Amongst the many evidences of esteem his abilities and character called forth, his elections as member of the Royal Society and of the Travellers' Club may be mentioned, as well as his election to the associateship and membership of the Royal Academy of Arts of England, of the academies of St. Luke, Rome, St. Petersburg, Belgium, Prussia, Sweden, and Denmark, and of the American Institute, the presentation to him by the Royal Institute of British Architects of the queen's gold medal for architecture; and, though last not least in the estimation of foreign architects, a flag on the Victoria tower was hoisted half-mast high on the day of his interment. The Emperor Nicholas said of the Houses of Parliament ‘it was a dream in stone,’ and Montalembert wrote a eulogium on the building.

He left five sons and two daughters—Charles, Alfred (assistant bishop in West London, formerly bishop of Sydney), Edward Middleton, R.A. [q. v.], Godfrey, and Sir John Wolfe, C.E. Charles and Edward followed their father's profession. Dame Barry, his wife, died in 1882. His most celebrated pupils were Robert R. Banks, G. Somers Clarke, and the present Mr. John Gibson.

M. Hittorff, who pronounced an oration on Sir Charles Barry and his works at the Imperial Institute of France 1 Aug. 1860, places him before Inigo Jones and Wren, and says: ‘It was only after he had built the Travellers' and Reform Clubs that we recognised in him a capacity truly unusual, joined to a quality rare amongst the English—I mean a predominant sentiment of art.’

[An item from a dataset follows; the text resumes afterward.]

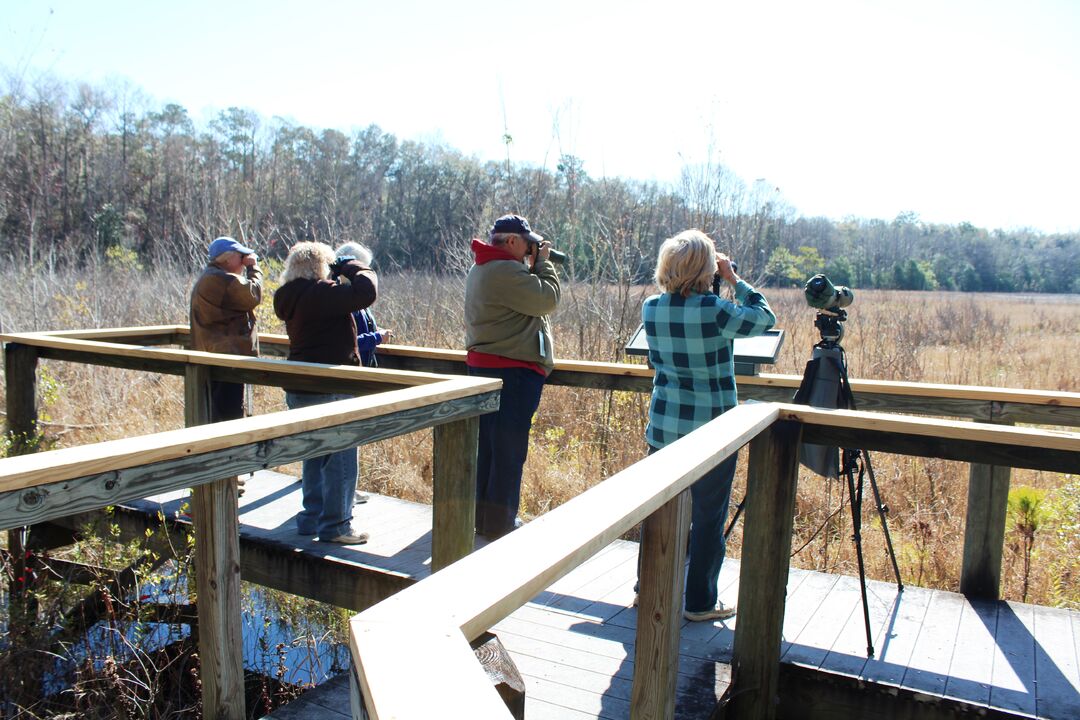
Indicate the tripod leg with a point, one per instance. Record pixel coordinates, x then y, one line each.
855 494
885 520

In 1867, seven years after Barry's death, E. Welby Pugin published a pamphlet claiming for his father, Augustus W. Pugin, who died in 1852, the credit of being the art architect to the Houses of Parliament. A crushing reply to this was published by the Rev. A. Barry, and, fortunately, so many of Sir Charles's friends, pupils, and assistants were alive who had seen Sir Charles sketch out and elaborate the design, that the contention fell to the ground. The canopy of the throne in the House of Peers is the best piece of internal design, and it is only necessary to look at it to be confident that it was designed by a man reared in a classic school, even if we had not had G. Somers Clarke's statement that he saw Sir Charles draw it with his own hand. A complete list of his designs and executed works is published in his life by Dr. A. Barry.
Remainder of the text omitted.